Adrianne Chu's Recipe for Raw Vegan Chocolate Fudge

EAT + DRINK | Cooking with Adrianne Chu

Learn how to make Raw Chocolate Fudge by SF's Fave Indie Film Enthusiast and Film Maker Adrienne Chu.

Jeremy Joven Editor in Chief

by Jeremy Joven
Published July 2014 | The Ingredients Issue

Growing up in the Bay Area gives you quite a different perspective early on when it comes to nutrition and food. Your parents instill valuable knowledge in their kids from an early age, which continues to flourish in adulthood surrounded by like-minded individuals with a deeper understanding and appreciation for social awareness, holistic living, and community. Adrianne Chu is one of those Bay Area natives, omnipresent and a giver of the tightest hugs you’ll ever receive. Unlike our two guest chefs, Adrianne is not a food celebrity or an entertainer of sorts—just the perfect example of what growing up a San Franciscan is like.


“My mom is an RN, and she’s always taught us how to be healthy. I learned to cook at an early age—making fried rice with my dad since I was 12.” Adrianne has been living in the Mission District for almost a decade, and with her numerous exploits in the creative field of film, she’s constantly surrounded by individuals who similarly value community and food, which always ends up in epic potlucks.


By day, she works at the historic Roxie Theater, and by night she dreams up crazy-creative dishes to enjoy with her friends. Life in the city for her is an endless exploration of the simplest pleasures best enjoyed with good company and healthy, delicious feasts prepared with love. Adrianne pursues her career like she cooks in the kitchen—with a lot of experimentation, enjoyment, and passion. She is sharing with us a communal recipe she’s improved on over the years—a sweet for your sweets—a healthy and delicious serving of raw chocolate fudge.

Raw Chocolate Fudge
with fresh berries

Adrianne Chu's recipe for Raw Vegan Chocolate Fudge

Ingredients

1 Cup melted Raw Cacao Butter
2 Cup Raw Cashews
1 Cup Raw Honey
1 Cup Raw Cacao Powder
1 Cup Coconut Palm Sugar
1/2 tsp Pink Himalayan Rock Salt
1 Whole Madagascar Vanilla Bean
1/2 cup of Organic Cacao Nibs

Garnish
Raspberries / Blueberries
Mint & Organic Powdered Sugar

Medium Sized Glass Dish
Blender (Vitamix)
Mixing bowl

Soak 1 1/2 cup cashews in water for 15–20 minutes. Melt the raw cacao butter in a saucepan in the lowest heat setting on a stove. While the butter is melting, drain the cashews, and place them in the blender with 1 cup raw honey. Split the vanilla bean down the middle, and use the back of your knife to scrape out the seeds. Add the vanilla bean to the cashew-honey mixture. Blend on a low setting until creamy and smooth.

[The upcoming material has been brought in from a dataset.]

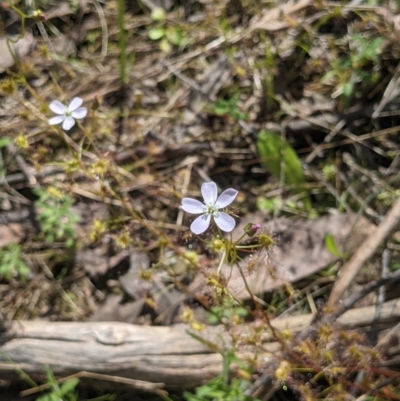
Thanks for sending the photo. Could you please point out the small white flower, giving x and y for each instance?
(67, 114)
(210, 208)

In mixing bowl, add 1 cup coconut palm sugar, 1 cup cacao powder, and 1/2 teaspoon pink Himalayan salt. For added texture, chop up leftover cashews and mix them in the bowl. (For optional flavor, try using a pinch of fresh rosemary, and blend it with the dry mixture.) Add the mixture of honey, cashews, and vanilla bean from the blender to the mixing bowl. Then add the melted butter, and mix well using a spatula. Once the consistency is to your liking, pour the mixture into the glass dish and freeze for at least 45 minutes. Once it’s set, cut it into serving portion abd serve!